An article in this newspaper (‘Taxing body parts’, IE, July 21, by Muralidharan) regarding GST at 5 per cent on aids and appliances for the disabled paints the GST in a poor light and seems to stem from an ignorance of the GST law.
An article in this newspaper (‘Taxing body parts’, IE, July 21, by Muralidharan) regarding GST at 5 per cent on aids and appliances for the disabled paints the GST in a poor light and seems to stem from an ignorance of the GST law. It is sad that such an ignorance has clouded the vision of a person who is otherwise so eminent in his field, being the Secretary of the National Platform for the Rights of the Disabled. I am also worried that such ignorance about taxation laws could cause harm to the interests of disabled persons. There are two reasons why aids and appliances for people have not been exempted from the GST.
First, it needs to be clarified that under the GST, the most beneficial rate of tax on any item is 5 per cent. Aids and appliances for disabled people, like wheelchairs, talking books, assistive listening devices and implants for the severely physically challenged, are taxed at this rate. This allows the suppliers of these items to claim an input tax credit for the GST paid on the inputs (raw materials) and input services used for supplying these items.

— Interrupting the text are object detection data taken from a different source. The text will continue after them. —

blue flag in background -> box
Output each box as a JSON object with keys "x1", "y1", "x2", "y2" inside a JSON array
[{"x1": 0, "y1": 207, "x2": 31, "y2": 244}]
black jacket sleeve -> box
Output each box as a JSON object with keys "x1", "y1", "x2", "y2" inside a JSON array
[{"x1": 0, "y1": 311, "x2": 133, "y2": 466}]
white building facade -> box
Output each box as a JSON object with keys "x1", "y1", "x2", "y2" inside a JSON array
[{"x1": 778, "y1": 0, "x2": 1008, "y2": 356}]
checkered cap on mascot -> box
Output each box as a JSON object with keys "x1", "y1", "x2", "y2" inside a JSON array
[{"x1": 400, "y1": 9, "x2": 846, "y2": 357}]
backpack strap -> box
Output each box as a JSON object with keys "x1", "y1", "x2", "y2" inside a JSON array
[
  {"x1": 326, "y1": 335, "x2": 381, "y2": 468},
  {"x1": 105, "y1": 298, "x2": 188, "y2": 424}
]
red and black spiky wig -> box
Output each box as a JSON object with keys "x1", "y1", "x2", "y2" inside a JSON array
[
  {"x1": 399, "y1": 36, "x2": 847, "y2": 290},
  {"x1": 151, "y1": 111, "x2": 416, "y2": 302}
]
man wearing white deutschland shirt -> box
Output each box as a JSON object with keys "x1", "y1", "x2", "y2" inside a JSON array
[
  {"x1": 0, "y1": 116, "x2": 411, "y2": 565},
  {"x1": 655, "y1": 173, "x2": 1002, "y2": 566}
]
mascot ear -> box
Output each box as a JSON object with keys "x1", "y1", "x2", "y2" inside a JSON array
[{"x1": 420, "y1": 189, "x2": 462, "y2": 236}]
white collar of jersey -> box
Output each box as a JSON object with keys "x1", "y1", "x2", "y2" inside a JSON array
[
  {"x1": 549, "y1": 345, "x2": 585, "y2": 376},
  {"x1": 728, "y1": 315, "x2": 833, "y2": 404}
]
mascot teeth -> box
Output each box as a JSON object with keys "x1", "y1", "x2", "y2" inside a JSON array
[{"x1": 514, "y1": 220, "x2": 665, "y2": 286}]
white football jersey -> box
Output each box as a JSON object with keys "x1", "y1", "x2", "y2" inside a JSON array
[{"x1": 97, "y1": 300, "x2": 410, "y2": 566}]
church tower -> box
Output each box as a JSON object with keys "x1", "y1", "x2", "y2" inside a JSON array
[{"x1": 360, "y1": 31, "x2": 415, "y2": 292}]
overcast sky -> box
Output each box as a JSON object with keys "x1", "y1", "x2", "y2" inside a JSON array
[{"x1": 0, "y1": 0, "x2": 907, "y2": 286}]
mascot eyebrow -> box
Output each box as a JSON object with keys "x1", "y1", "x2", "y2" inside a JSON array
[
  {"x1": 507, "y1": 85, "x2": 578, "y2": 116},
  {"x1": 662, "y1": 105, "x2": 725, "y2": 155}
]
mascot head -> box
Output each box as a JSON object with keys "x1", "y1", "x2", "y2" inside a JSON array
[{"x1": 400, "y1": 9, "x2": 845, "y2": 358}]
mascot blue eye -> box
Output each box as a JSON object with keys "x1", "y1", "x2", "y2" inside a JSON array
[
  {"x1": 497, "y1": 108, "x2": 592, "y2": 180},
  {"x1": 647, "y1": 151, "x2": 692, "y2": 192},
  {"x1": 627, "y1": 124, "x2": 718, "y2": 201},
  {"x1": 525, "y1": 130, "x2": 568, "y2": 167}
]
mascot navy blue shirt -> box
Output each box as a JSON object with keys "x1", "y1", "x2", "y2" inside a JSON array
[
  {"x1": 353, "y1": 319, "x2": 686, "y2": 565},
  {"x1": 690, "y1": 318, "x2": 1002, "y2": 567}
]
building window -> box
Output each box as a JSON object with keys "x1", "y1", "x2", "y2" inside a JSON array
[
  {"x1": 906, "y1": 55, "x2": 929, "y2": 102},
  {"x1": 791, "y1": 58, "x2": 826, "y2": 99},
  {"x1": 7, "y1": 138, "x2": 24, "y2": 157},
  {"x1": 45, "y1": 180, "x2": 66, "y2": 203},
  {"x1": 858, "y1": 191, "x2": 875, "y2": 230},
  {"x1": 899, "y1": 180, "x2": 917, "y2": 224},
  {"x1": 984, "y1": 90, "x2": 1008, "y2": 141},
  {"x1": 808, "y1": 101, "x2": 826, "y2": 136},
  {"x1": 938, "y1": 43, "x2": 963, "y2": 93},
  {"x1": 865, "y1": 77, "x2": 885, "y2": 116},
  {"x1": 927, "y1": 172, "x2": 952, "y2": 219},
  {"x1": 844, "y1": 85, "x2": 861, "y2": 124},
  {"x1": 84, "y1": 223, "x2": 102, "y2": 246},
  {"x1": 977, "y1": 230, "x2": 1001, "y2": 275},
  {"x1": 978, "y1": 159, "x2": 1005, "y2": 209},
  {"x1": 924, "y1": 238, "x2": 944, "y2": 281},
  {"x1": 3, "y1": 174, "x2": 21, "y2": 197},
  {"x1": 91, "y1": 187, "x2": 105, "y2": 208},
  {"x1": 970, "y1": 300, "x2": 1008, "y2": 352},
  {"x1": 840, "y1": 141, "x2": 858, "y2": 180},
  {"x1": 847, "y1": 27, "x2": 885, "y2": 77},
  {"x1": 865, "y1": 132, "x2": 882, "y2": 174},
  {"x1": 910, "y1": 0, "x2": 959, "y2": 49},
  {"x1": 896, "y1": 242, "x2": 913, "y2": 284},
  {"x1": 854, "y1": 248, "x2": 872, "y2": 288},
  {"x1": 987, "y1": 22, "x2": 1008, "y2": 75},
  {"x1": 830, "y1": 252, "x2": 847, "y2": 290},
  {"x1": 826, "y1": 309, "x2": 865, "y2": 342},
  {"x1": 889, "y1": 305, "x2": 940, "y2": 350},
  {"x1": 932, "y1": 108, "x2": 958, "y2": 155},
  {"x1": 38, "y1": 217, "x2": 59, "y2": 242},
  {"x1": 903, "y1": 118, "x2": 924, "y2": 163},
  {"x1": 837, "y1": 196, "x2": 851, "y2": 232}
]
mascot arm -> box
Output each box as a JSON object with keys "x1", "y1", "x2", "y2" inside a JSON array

Most of the inputs (raw materials) and input services are in the 18 per cent GST rate category. Some of the sophisticated electronic inputs are under the 28 per cent rate. Thus, effectively, the entire 5 per cent GST levy on the aids and appliances for the disabled people will be offset against the input taxes, leading to zero effective tax on these items.
No supplier of these items will pay GST from his pocket and the input tax credit will always be more than sufficient for discharging the GST liability. Not only that, as most of the inputs and input services have a GST rate of 18 per cent, the supplier will always have surplus credit available in her/his account and he/she will be able to claim a cash refund for such input tax credit lying in his account every quarter. So, in fact, GST will become a money spinner for the suppliers of these items.

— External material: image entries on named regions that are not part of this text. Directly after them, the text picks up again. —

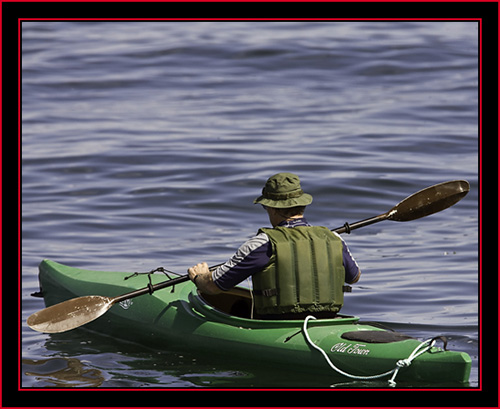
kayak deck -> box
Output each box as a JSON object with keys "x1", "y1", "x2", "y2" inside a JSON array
[{"x1": 33, "y1": 260, "x2": 471, "y2": 385}]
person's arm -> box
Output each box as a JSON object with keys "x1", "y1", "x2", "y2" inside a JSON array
[{"x1": 188, "y1": 263, "x2": 222, "y2": 294}]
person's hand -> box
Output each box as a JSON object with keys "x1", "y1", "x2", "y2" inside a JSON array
[{"x1": 188, "y1": 263, "x2": 210, "y2": 283}]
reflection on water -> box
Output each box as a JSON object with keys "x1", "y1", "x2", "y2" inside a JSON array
[{"x1": 22, "y1": 358, "x2": 104, "y2": 388}]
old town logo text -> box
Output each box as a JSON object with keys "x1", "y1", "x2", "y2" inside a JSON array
[{"x1": 331, "y1": 342, "x2": 370, "y2": 355}]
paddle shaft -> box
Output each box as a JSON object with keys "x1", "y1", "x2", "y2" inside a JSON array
[
  {"x1": 112, "y1": 274, "x2": 189, "y2": 304},
  {"x1": 111, "y1": 264, "x2": 222, "y2": 304}
]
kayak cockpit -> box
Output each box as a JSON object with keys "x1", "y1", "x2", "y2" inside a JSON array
[
  {"x1": 194, "y1": 287, "x2": 359, "y2": 323},
  {"x1": 198, "y1": 287, "x2": 252, "y2": 319}
]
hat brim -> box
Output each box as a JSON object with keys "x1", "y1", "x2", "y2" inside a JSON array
[{"x1": 253, "y1": 193, "x2": 312, "y2": 209}]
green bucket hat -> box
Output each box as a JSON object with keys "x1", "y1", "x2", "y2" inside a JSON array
[{"x1": 253, "y1": 173, "x2": 312, "y2": 209}]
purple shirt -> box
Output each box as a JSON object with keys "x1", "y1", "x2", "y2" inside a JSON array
[{"x1": 212, "y1": 217, "x2": 359, "y2": 291}]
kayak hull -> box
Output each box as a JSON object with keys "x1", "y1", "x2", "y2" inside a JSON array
[{"x1": 39, "y1": 260, "x2": 471, "y2": 385}]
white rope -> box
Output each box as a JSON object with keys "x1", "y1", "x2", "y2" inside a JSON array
[{"x1": 303, "y1": 315, "x2": 435, "y2": 386}]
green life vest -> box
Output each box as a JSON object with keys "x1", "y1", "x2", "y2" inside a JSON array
[{"x1": 252, "y1": 226, "x2": 345, "y2": 315}]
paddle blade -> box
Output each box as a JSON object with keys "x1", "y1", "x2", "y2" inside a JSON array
[
  {"x1": 27, "y1": 295, "x2": 114, "y2": 333},
  {"x1": 388, "y1": 180, "x2": 470, "y2": 222}
]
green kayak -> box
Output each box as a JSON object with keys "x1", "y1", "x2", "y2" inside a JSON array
[{"x1": 33, "y1": 260, "x2": 471, "y2": 386}]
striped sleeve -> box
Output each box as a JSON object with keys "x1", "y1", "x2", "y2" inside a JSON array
[
  {"x1": 334, "y1": 232, "x2": 359, "y2": 284},
  {"x1": 212, "y1": 233, "x2": 272, "y2": 291}
]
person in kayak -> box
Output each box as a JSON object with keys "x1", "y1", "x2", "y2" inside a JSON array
[{"x1": 188, "y1": 173, "x2": 361, "y2": 319}]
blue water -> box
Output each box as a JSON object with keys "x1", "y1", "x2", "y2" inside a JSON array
[{"x1": 22, "y1": 21, "x2": 479, "y2": 388}]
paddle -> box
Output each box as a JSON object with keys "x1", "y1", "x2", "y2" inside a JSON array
[
  {"x1": 27, "y1": 180, "x2": 469, "y2": 333},
  {"x1": 332, "y1": 180, "x2": 469, "y2": 234}
]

It also needs to be understood that under the GST, input tax credit or refund is not available for those goods on which the GST rate is zero percent. Thus, if the GST rate had been kept at zero per cent for these items, the suppliers of these items would not have been able to avail of the input tax credit. This would have made these items expensive, as the GST component of the cost of inputs and input services would have been added to the cost of the aids and appliances for the disabled by manufacturers and traders.
Thus, by keeping the GST rate at 5 per cent on these aids and appliances, the GST Council has wisely promoted the interests of disabled persons. And as a corollary, Muralidharan’s prescription of keeping the GST rate at zero per cent on these aids and appliances would make these items expensive and, thereby, would unintentionally end up harming the interests of the disabled persons.
Secondly, if such goods were exempt from GST, then on imports of similar items too, the corresponding integrated GST would have to be kept at zero per cent. This will increase the competition for domestic manufacturers of these items, as they will not be able to avail the input tax credit on the inputs and input services used for the manufacture of items for the disabled, which in turn will increase their cost and make them non-competitive with respect to imported aids and appliances. This is against national interest, against Make in India and would result in a loss of jobs in the units of the Indian manufacturers.
I hope and pray that the ignorance of well intentioned and committed persons like Muralidharan wouldn’t result in the GST Council exempting the aids and appliances for disabled people from GST and thereby harming their interests.